No Centro-Oeste, a desigualdade no acesso era ainda maior: cerca de 39,42% dos moradores indígenas tinham essa coleta direta ou indireta de lixo por serviço de limpeza, diferença de 50,2 p.p. para o total de moradores da mesma região nessa situação (93,1%). No Norte, a diferença também era grande. Menos da metade dos moradores indígenas (44,8%) tinha esse tipo de coleta, proporção 33,7 p.p. inferior à média da população da região (78,5%).

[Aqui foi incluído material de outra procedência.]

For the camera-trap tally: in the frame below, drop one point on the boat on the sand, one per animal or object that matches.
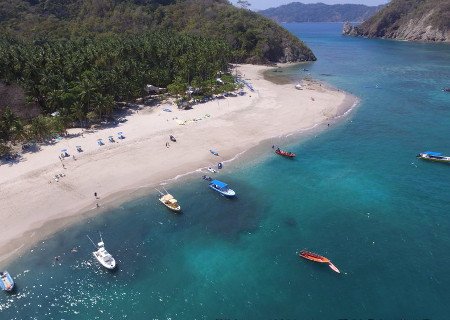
(222, 188)
(284, 153)
(433, 156)
(318, 258)
(169, 201)
(6, 281)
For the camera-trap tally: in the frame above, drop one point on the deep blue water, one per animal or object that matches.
(355, 193)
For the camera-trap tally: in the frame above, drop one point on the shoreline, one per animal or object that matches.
(128, 169)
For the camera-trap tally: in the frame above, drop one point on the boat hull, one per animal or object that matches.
(318, 258)
(434, 158)
(176, 210)
(229, 193)
(109, 266)
(285, 154)
(6, 282)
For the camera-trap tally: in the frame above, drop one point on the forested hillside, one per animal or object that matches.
(78, 58)
(320, 12)
(417, 20)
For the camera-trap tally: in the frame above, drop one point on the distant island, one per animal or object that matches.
(320, 12)
(414, 20)
(77, 59)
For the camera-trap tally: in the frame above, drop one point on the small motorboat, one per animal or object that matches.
(222, 188)
(433, 156)
(207, 178)
(6, 281)
(169, 201)
(103, 256)
(318, 258)
(285, 153)
(212, 170)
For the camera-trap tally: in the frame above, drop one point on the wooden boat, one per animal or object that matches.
(6, 281)
(433, 156)
(285, 153)
(318, 258)
(222, 188)
(169, 201)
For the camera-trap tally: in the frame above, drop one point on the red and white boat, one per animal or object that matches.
(318, 258)
(284, 153)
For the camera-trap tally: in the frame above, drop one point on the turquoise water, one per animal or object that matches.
(355, 194)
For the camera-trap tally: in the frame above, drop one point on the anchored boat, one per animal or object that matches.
(169, 201)
(222, 188)
(103, 256)
(433, 156)
(318, 258)
(6, 281)
(284, 153)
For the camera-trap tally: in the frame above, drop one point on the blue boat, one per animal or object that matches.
(6, 281)
(222, 188)
(433, 156)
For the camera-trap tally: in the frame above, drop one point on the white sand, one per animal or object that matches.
(30, 197)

Já o Sudeste tinha o maior percentual (85,0%).
Nas terras indígenas, a proporção de moradores indígenas que não tinham coleta de lixo direta ou indireta passou de 93,3%, em 2010, para 86,2% em 2022. “Há uma ausência dos serviços tanto para os moradores indígenas, de forma geral, quanto para os moradores que residem em terras indígenas, com a necessidade de recorrer a outro tipo de destinação como queimar na propriedade, enterrar, jogar ou outro destino”, diz Antunes.

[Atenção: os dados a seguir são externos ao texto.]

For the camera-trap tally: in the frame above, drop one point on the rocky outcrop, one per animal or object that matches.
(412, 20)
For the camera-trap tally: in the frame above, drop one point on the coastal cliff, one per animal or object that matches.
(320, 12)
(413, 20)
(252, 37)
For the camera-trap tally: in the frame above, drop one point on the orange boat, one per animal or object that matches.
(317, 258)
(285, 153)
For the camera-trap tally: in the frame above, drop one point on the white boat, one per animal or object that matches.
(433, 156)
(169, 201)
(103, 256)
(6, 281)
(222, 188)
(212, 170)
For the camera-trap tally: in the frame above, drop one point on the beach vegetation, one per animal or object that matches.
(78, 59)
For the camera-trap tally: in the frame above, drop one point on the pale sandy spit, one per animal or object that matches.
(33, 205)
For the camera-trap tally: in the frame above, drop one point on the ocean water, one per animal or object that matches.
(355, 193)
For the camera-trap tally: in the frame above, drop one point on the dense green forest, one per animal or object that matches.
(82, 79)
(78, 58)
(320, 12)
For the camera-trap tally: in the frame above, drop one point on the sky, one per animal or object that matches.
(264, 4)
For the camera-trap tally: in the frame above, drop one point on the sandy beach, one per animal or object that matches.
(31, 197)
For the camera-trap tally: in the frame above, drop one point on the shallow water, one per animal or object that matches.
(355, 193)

Nas terras indígenas, 21,8% dos domicílios indígenas não têm banheiro
Em 83,1% dos domicílios, exceto do tipo habitações indígenas sem paredes ou malocas, com pelo menos um morador indígena (ou 621,1 mil), havia ao menos um banheiro de uso exclusivo, ou seja, que não era compartilhado com outros domicílios. Essa cobertura alcançava 71,7% dos moradores indígenas, 28,1 p.p. abaixo da proporção dos residentes do país na mesma situação (97,8%). Havia, portanto, 461,6 mil indígenas sem banheiro de uso exclusivo (28,3% do total).

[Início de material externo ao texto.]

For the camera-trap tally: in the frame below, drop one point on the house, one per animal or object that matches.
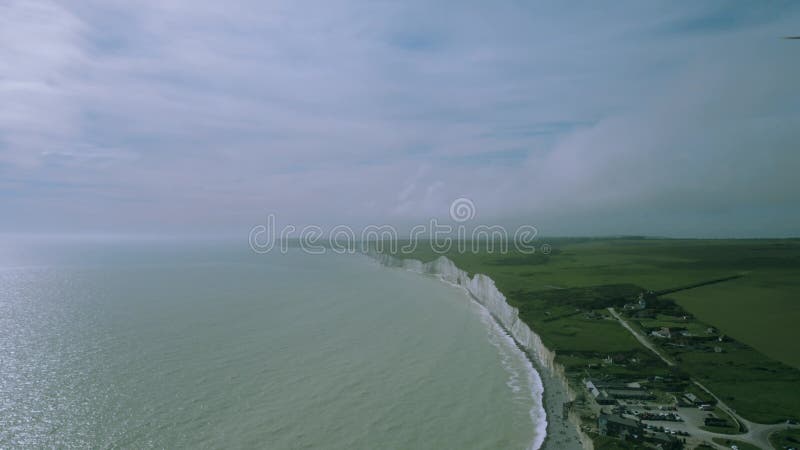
(715, 422)
(662, 333)
(613, 425)
(640, 304)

Em 4,2% dos domicílios com moradores indígenas (26,3 mil), o banheiro era compartilhado. Nessas edificações viviam 105,3 mil indígenas (6,6% dos indígenas moradores de domicílios particulares permanentes). Em 7,6% dos domicílios com indígenas, onde habitavam 208,5 mil indígenas, havia apenas sanitários ou buracos para dejeções. Já em 5,1% dos domicílios com indígenas, não havia sequer essas opções. Ao todo, eram 31,4 mil domicílios, onde residiam 147,7 mil pessoas indígenas.
Essa proporção era ainda maior nas terras indígenas. Nelas, havia 29,9 mil domicílios com pelo menos um morador indígena sem banheiro ou sanitário, ou seja, dois a cada dez domicílios (21,8%) com pelo menos um morador indígena estavam nessa situação. O número caiu em relação ao último Censo, quando era de 32,8 mil.
“Entre 2010 e 2022, houve um aumento do percentual de domicílios com pelo menos um morador indígena com existência de banheiro de uso exclusivo e uma queda dos percentuais de domicílios indígenas com apenas sanitário ou buraco para dejeções, banheiros de uso comum a mais de um domicílio ou com ausência de banheiro e sanitário”, destaca Antunes.
44,8% dos domicílios indígenas tinham esgotamento sanitário precário
O esgoto tinha como destino principal fossa rudimentar, buraco, vala, rio, córrego, mar ou outra forma em 44,8% dos domicílios com pelo menos um indígena, exceto do tipo habitações indígenas sem paredes ou malocas, o que alcançava 391,2 mil indígenas que estavam em situação inadequada de acordo com os critérios do Plansab. Quando observada a população do país como um todo, a principal forma de destinação era rede geral ou fossa séptica ou fossa filtro (77,4% dos domicílios).
No Centro-Oeste, a situação de desigualdade fica mais evidente: na região, 73,9% dos domicílios tinham como destino do esgoto rede geral ou fossa séptica ou fossa filtro, enquanto nos domicílios com pelo menos um indígena, essa proporção era de 50,0%.
Já terras indígenas, embora a proporção tenha aumentado no período intercensitário, menos de um quinto dos domicílios com pelo menos uma pessoa indígena tinha o esgotamento por rede geral ou fossas sépticas. Esse acesso chegou a 9,42%, em 2010, e passou para 14,0%, em 2022. A presença das fossas rudimentares também aumentou nessas localidades, indo de 34,6 mil (34,70%) para 69,2 mil (50,38%) no período.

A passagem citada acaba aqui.